The play centres around sparky newcomer Cam (Amy Wallace), who is hired to present children’s TV after the scandal surrounding her predecessor Layla, a character who has died before the play starts under circumstances that become increasingly suspicious as we move further into the power dynamics of the Cookie Jar Media workplace. Both Cam and her brash, narcissistic boss Jupiter (David Bibby) are obvious stereotypes and we recognise them as such – the forced charm, ‘cool boss’ character constantly guffawing at his own jokes and his sweet but naïve employee. Thankfully, both Wallace and Bibby are equally strong in both roles, bringing nuance and comedy to characters which might otherwise feel vapid and unconvincing. The rest of the corporate world-building hinges on the skilled and engaging performances by Nadege Nguyen, Jadene Renee Prospere and Kathryn Bond who play the motley crew of Cookie Jar Media employees.
The story is framed as a ‘reconstruction’, playing with the idea that the events really did take place, and we are guided through this reconstruction by an Alexa-style voiceover of artificial intelligence (formally human) character ‘Layla’. This is an on-stage language we immediately understand, and it mostly worked well. The action flits between three spaces: an office, a TV studio, and a bar, with the stage is set up perfectly to facilitate the TV studio scenes in particular – in thrust staging as if we were a live audience on a studio set. The creativity of director Bettina Paris and movement director Emma Rowbotham also shines through best in these scenes.
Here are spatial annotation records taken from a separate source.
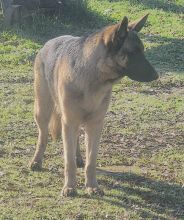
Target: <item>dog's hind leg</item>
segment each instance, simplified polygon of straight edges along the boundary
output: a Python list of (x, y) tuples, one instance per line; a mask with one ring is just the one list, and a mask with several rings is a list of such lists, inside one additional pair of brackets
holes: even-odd
[(38, 127), (38, 142), (34, 157), (30, 163), (32, 170), (39, 170), (42, 167), (42, 159), (48, 140), (48, 124), (53, 110), (53, 101), (49, 88), (44, 77), (44, 70), (41, 61), (37, 58), (35, 62), (35, 103), (34, 116)]
[(81, 155), (81, 152), (80, 152), (79, 138), (77, 140), (76, 164), (77, 164), (77, 168), (83, 168), (84, 167), (84, 161), (82, 159), (82, 155)]
[(61, 116), (57, 113), (56, 108), (53, 109), (49, 122), (49, 131), (52, 139), (56, 141), (61, 137)]

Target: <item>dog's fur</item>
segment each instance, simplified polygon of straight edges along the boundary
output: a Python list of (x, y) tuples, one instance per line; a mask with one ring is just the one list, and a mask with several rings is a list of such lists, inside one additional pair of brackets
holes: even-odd
[(79, 166), (83, 163), (80, 125), (86, 132), (85, 185), (90, 194), (102, 193), (96, 180), (96, 157), (113, 83), (124, 76), (141, 82), (158, 78), (137, 36), (147, 16), (129, 25), (124, 17), (122, 22), (85, 37), (52, 39), (36, 57), (34, 113), (39, 136), (30, 166), (41, 168), (49, 123), (53, 138), (62, 130), (65, 196), (76, 192), (76, 157)]

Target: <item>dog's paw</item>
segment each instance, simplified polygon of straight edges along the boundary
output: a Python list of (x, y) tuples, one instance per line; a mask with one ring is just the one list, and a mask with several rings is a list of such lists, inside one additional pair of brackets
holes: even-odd
[(74, 197), (77, 195), (77, 190), (75, 188), (64, 187), (61, 195), (64, 197)]
[(29, 164), (29, 168), (32, 171), (40, 171), (42, 169), (42, 163), (37, 161), (31, 161)]
[(87, 193), (90, 196), (104, 196), (104, 191), (99, 187), (87, 187)]
[(76, 164), (77, 164), (77, 168), (83, 168), (84, 167), (84, 161), (82, 159), (82, 157), (77, 157), (76, 158)]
This play is one act of important critique on our society’s relationship with internet media and the rights we have to our own privacy, in a world where our lives have never been more virtual and oversharing on the internet is the norm. It is framed through a story that is well-paced and expertly performed, incorporating a breadth of story-telling elements with ambition that mostly pays off.